Drug overdose deaths in the U.S. have been declining for the past two years. But now, a project led by Northwestern researchers has found that progress is starting to slow.
Funded by the National Institutes of Health, the National Overdose Death Pulse released a monitor in January that tracks, graphs and analyzes overdoses in the U.S. to help policymakers and providers protect at-risk communities from prevalent drugs. OD Pulse tracks overdoses by region, demographic, drug type, intent and drug combination.
Feinberg Prof. Lori Post, the project’s principal investigator, said the overdose death rate alone fails to show the full picture.
“It just tells us what happened,” Post said. “It doesn’t tell us where we’re going, and it doesn’t explain regional variation.”
Although overdoses are still declining on the whole, the most recent OD Pulse report from February indicates that western and southwestern states are experiencing more overdose deaths than in previous months. In the East, Northeast and Midwest, the overdose decline is starting to plateau. Since September, 14 states have seen increases in drug overdoses.
Using detailed data for policies has the potential to prevent deaths, University of Maryland Prof. Jay Unick, a co-investigator on the NIH grant, said.
“One of the things that is true for me throughout the course of this epidemic is the degree to which good data can save actual lives,” Unick said. “Whether that’s something like naloxone distribution to the right populations, whether that’s providing best evidence and best practices around harm reduction, whether that’s being able to identify populations at risk that we don’t anticipate being at risk.”
Although the opioid epidemic has lasted for around 30 years, OD Pulse reported that stimulant drugs overtook opioids as the leading cause of drug deaths in the U.S. as of June 2025.
Overdoses as a result of both types of drugs are declining overall.
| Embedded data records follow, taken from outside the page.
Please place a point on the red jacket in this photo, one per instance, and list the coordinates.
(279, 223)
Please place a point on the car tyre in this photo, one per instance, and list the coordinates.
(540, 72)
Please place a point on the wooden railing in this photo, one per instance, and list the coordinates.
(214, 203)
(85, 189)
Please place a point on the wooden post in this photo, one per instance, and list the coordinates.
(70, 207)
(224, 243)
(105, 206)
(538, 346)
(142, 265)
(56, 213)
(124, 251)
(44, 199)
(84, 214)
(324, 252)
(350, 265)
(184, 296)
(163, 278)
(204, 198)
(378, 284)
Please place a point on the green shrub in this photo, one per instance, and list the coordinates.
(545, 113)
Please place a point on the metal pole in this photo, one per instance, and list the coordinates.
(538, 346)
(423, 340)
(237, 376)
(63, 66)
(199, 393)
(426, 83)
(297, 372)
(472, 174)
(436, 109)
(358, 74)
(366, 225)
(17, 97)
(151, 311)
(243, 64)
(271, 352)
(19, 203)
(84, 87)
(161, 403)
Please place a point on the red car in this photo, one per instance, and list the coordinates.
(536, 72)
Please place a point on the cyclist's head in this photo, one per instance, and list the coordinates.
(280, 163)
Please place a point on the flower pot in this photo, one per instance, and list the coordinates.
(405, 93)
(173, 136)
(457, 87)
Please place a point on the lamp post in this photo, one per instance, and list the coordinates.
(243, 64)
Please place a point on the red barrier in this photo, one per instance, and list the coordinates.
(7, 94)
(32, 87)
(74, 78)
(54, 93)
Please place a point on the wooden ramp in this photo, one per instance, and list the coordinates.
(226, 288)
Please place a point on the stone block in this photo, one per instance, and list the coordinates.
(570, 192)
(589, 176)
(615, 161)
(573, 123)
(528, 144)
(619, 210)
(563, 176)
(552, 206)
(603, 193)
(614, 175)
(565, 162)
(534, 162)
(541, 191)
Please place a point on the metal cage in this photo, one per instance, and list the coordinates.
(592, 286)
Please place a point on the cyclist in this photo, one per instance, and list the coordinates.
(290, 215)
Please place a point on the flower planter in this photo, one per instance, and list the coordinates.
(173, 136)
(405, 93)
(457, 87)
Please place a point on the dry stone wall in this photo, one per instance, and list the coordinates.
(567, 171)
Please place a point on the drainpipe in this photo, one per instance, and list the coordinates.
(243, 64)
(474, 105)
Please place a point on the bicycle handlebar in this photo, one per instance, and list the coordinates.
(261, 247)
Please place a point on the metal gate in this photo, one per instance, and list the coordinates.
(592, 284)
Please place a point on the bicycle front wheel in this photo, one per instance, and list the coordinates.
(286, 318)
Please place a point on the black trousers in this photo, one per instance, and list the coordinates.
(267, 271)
Stimulants encompass illegal drugs such as methamphetamine and cocaine, while opioids include fentanyl and oxycodone.
Nabarun Dasgupta, a senior scientist at the University of North Carolina at Chapel Hill, said he appreciates using OD Pulse for his research because it innovates upon his previous overdose tracking work.
“It saves me time and is more rigorous and better than what I’d been doing before, which was very similar,” Dasgupta said. “I like OD Pulse because it takes away the tediousness. Also, their process is much more rigorous.”
Before her OD Pulse research, Post initially tracked COVID-19, working to monitor the virus’s intensity, persistence, change in speed and change in acceleration in order to predict its spread.
She added that her metrics allowed her to identify and announce the incoming Omicron variant eight days early. Realizing she could apply her experience in surveillance and prediction to other issues, Post said she began to use her methodology to analyze drug overdoses.
However, Post and Unick agree that their research is facing a major challenge: delayed data. According to February’s report, government databases report overdose deaths several months later than other causes of death. Compounded by the government shutdown that lasted from October to November 2025, which inhibited communication with the Centers for Disease Control and Prevention, this issue led to a 4.5-month blind spot in their research.
Unick feels that surveillance cutbacks implemented by the Trump administration contributed to the delayed data.
“We can’t really rely on our federal data systems to be there tomorrow for us,” Dasgupta said. “I think another role that OD Pulse plays is being an independent historical repository for this information, which could disappear tomorrow.”
Unick also said while academic work is often viewed as theoretical and separate from real-world issues, the collection and use of data can help achieve real change.
“We run our regressions and we do our data analysis and we publish in our academic journals,” Unick said. “But getting high-quality, timely, actionable information to people that have the ability to make life-changing decisions is really important.”